4.5 Large-Model QA Benchmarking: UCVL restructures UCF-Crime/Annotation into a six-way, large-model–style video QA benchmark with six question types (binary detection, classification, temporal grounding, MCQ, event description, anomaly description). Questions and answers are fully LLM-generated (Qwen2-72B), supporting assessment of multimodal LLMs (MLLMs) at scale (Chen et al., 13 Feb 2025).

5. Evaluation Metrics and Experimental Protocols

Multiple evaluation metrics are formalized for benchmarking on UCF-Crime and UCA:

• Classification accuracy: Overall, class-wise precision/recall, F1 score (see explicit formulas in (Maqsood et al., 2021)).
• AUC (Area Under ROC): $$\mathrm{AUC}_c = \int_{0}^{1} \mathrm{TPR}_c(t)\,\mathrm{d}\bigl[\mathrm{FPR}_c(t)\bigr]$$, with both micro- and macro-averaging; micro-AUC of 82% is reported for multiclass 3D ConvNet baseline (Maqsood et al., 2021).
• TSGV metrics: Recall@K at various IoU thresholds; e.g., R@1, IoU=0.3 top value is 8.68% (MMN) (Yuan et al., 2023).
• Captioning metrics: BLEU-n, METEOR, ROUGE-L, CIDEr; typical BLEU-4 scores <7 (Yuan et al., 2023).
• Composite QA scores (UCVL):

$$\text{Total} =0.15\,S_{\rm TF} +0.10\,S_{\rm AC} +0.20\,S_{\rm TG} +0.15\,S_{\rm ED} +0.15\,S_{\rm AD} +0.25\,S_{\rm MCQ}$$

where each subscore itself is accuracy, top-3 accuracy, mean IoU, or GPT-4o-graded in the case of open-ended responses (Chen et al., 13 Feb 2025).

6. Research Insights and Challenges

Analysis of UCF-Crime reveals considerable inter- and intra-class variability. Extended, visually salient events (e.g., abuse, explosion, fight, road accident, shoplifting) are recognized robustly (AUC ≈ 0.90–0.95), whereas short-duration or overlapped anomalies (arrest, burglary) yield lower AUC (<0.60). Fine-grained frame-level annotations and simple spatial augmentations (horizontal/vertical flips) substantially improve model accuracy and generalizability by increasing the effective training set and forcing spatiotemporal invariance (Maqsood et al., 2021).

In the multimodal regime, leveraging domain-matched captioners (e.g., Surveillance SwinBERT) measurably improves anomaly detection beyond purely visual baselines (Yuan et al., 2023). However, real-world CCTV is characterized by low resolution, challenging lighting, and sparsity of anomalous actions, making robust temporal segmentation, long-range reasoning, and language grounding highly non-trivial.

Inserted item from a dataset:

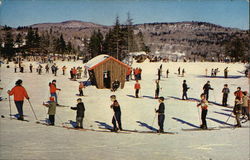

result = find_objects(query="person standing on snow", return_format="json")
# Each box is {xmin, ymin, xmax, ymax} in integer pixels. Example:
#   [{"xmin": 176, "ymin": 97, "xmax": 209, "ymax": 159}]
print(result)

Reported results on sentence grounding, captioning, and open-ended video QA indicate that conventional action-recognition and captioning architectures, when ported directly from open-domain datasets, perform poorly in this context. This underscores the ecological complexity of surveillance video and motivates research into hierarchical temporal modeling, domain-adapted pretraining, and human-in-the-loop annotation methodologies.

7. Extensions, Benchmarks, and Directions

Recent developments have transformed UCF-Crime into more demanding resources:

• UCF-Crime Annotation (UCA): Enabling four core multimodal tasks—TSGV, VC, DVC, MAD—by delivering fine-grained, linguistically informed, temporally grounded event descriptions (Yuan et al., 2023).
• UCVL Benchmark: Organizing UCF-Crime and UCA into a large-model–oriented video QA benchmark with 16,990 LLM-generated question–answer pairs spanning detection, classification, temporal segmentation, reasoning, and open-ended synthesis. Includes detailed, automated scoring pipelines and supports benchmarking of MLLMs, with evaluation synthesized into a unified scoring protocol (Chen et al., 13 Feb 2025).

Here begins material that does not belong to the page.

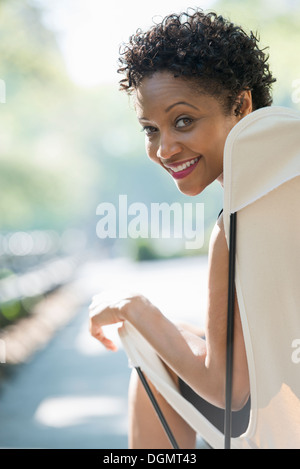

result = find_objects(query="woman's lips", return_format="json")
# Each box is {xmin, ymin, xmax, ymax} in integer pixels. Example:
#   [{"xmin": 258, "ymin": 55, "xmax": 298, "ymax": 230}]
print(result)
[{"xmin": 163, "ymin": 156, "xmax": 201, "ymax": 179}]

Ongoing directions include multimodal domain adaptation, efficient semi- and weakly-supervised learning for rare events, real-time retrieval across large surveillance streams, and explanatory anomaly detection with causal and rationale-aware outputs. Incorporation of audio, scene metadata, and cross-camera information further presents opportunities for richer environmental modeling. A plausible implication is that continual research attention will focus on developing foundation models that natively encode both visual and linguistic traits specifically tuned to surveillance video domains.